Friday, September 10, 2010

Stand Up Straight!

I discovered a note in my Evernote box that I had emailed to myself one day a few weeks ago: Write a blog on "Stand Up Straight!"  I vaguely remember seeing a girl walking down the street with very rounded shoulders ... she would be a pretty girl except for the fact that everything was hunched over on her body ... and at this point, she would never stand straight.

These are words that I will always remember mom saying to us: "Stand up straight!"  She didn't want us to slouch or be sloppy as we stood or walked.  It drove her absolutely crazy.  You know, I'm pretty sure that the fact she died before pants became sloppy on boys was a good thing.  She would have had no qualms about challenging every young man she came into contact with.  (I digress)

Because I knew that mom's threats were things she was serious about, I learned to listen.  She threatened to take me to a physical therapist and she guaranteed me that she would force him/her to put me in a back brace unless I chose not to slouch.  That was a pretty quick decision on my part.  I stood up straight.  But the poor woman seemed to always be telling me the same thing - stand up straight!  Even the times when I was pretty sure that I wasn't slouching, she was right there with her hand on my shoulders, rolling them back where they belonged.

She wouldn't let me hide behind long hair or slump when I walked, she wouldn't let me be anything less than who I really was.  Stand up and face the world withe everything you have.  And every time she saw someone who wore their hair in front of their face, she'd point it out to me and make comments about their self-esteem, to remind me that the world's perception of who we are is based on how we present ourselves.  She was going to have none of that surly, sullen stuff from her kids. 

One time I tried to do something fancy with the part in my hair.  I was just having fun with my hair.  It ended up spilling down the front of my face.  I didn't make it two steps past the bathroom before she had me back in there, rearranging me so that in her eyes I was presentable to the world.

Just so you know, she carried threats with her so that they were available in any area of my life.  For some reason or other in junior high I picked up a lisp.  For the life of me I don't know why I did it, but I refused to rid myself of it.  Mom took care of that for me.  One of the members of our church was a speech therapist.  I didn't really like him, he kind of creeped me out (remember me telling you a while ago about the little girl who removed her cloth diapers when I was babysitting and I had to make Mom come over and put something back on the child?  That family).  Well, when she had finally had enough of my lisp, she informed me that if I didn't take care of it, she would make an appointment with him and I would be done with it one way or another.  It was gone in a day.

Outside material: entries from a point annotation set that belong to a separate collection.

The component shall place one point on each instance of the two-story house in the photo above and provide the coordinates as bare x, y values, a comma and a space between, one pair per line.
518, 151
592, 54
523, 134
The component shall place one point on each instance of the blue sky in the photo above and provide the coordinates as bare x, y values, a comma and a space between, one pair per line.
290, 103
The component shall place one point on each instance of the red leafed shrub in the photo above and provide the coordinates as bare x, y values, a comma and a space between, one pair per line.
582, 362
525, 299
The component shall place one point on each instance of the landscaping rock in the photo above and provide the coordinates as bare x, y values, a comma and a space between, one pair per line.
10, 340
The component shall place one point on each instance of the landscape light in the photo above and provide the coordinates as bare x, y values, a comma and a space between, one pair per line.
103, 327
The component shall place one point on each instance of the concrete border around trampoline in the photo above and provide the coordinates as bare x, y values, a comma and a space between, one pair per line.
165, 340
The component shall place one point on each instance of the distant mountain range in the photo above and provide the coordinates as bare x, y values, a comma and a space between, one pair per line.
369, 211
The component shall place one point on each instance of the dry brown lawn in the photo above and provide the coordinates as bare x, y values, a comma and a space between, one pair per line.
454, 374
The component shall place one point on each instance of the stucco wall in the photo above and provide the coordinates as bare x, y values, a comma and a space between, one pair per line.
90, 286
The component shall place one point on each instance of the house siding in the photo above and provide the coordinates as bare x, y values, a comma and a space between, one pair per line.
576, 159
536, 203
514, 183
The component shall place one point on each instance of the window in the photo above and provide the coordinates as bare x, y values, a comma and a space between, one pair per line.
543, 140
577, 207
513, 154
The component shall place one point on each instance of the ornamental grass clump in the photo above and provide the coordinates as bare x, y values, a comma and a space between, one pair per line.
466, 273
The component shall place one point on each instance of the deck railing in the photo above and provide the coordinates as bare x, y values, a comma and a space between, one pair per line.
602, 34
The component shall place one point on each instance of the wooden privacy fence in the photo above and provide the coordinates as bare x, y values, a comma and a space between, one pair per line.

One thing that mom never wavered on was her consistency in expectations and threats.  We had boundaries laid out, they were firm and when we chose to cross them, punishment was swift and firm.  She also never wavered in her belief in us as great kids with great potential.  She and Dad expected the best from us, expected us to always behave ourselves in public, and expected us to move through life with confidence.

Stand up straight!  I'm glad I listened.